Ambiguity aversion as a route to randomness in a duopoly game

TL;DR

This paper explores how ambiguity aversion influences the stability and dynamics of a duopoly game, revealing that worst-case optimization leads to chaos and complex behaviors when firms face uncertainty about the market structure.

Contribution

It demonstrates that ambiguity aversion causes nonlinear dynamics and chaos in duopoly games, highlighting the impact of uncertainty on equilibrium stability and global market behavior.

Findings

Stable Cournot-Nash equilibrium loses stability under uncertainty.

Chaos and multiple attractors emerge when firms are ambiguity averse.

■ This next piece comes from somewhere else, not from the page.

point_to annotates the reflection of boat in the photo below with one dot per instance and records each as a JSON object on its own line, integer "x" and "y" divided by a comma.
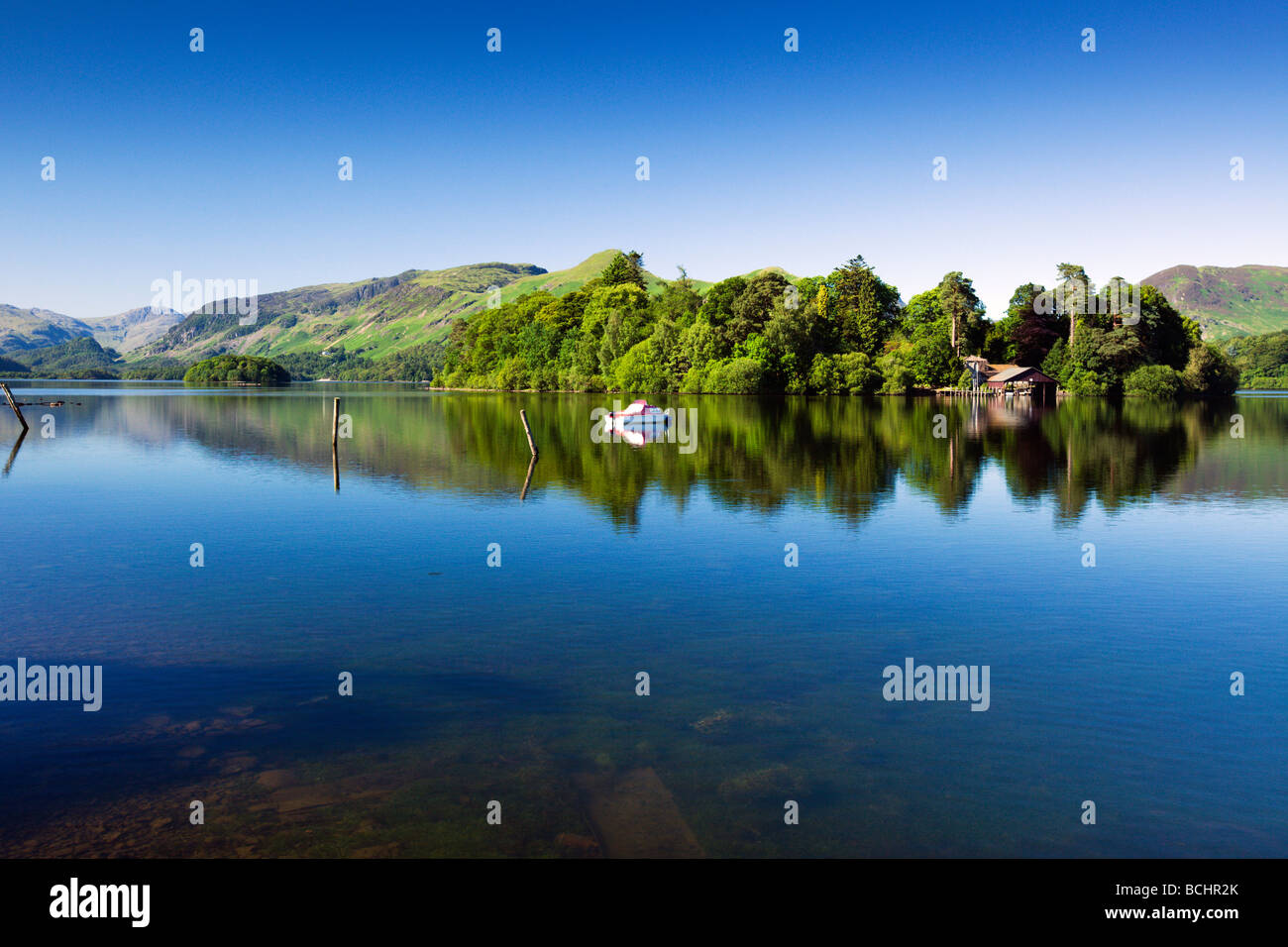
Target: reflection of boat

Chaotic dynamics prevent firms from being ambiguity averse in practice.

Abstract

The global dynamics is investigated for a duopoly game where the perfect foresight hypothesis is relaxed and firms are worst-case maximizers. Overlooking the degree of product substitutability as well as the sensitivity of price to quantity, the unique and globally stable Cournot-Nash equilibrium of the complete-information duopoly game, loses stability when firms are not aware if they are playing a duopoly game, as it is, or an oligopoly game with more than two competitors. This finding resembles Theocharis' condition for the stability of the Cournot-Nash equilibrium in oligopolies without uncertainty. As opposed to complete-information oligopoly games, coexisting attractors, disconnected basins of attractions and chaotic dynamics emerge when the Cournot-Nash equilibrium loses stability. This difference in the global dynamics is due to the nonlinearities introduced by the worst-case approach to uncertainty, which mirror in bimodal best-reply functions. Conducted with techniques that require a symmetric setting of the game, the investigation of the dynamics reveals that a chaotic regime prevents firms from being ambiguity averse, that is, firms are worst-case maximizers only in the quantity-expectation space. Therefore, chaotic dynamics are the result and at the same time the source of profit uncertainty.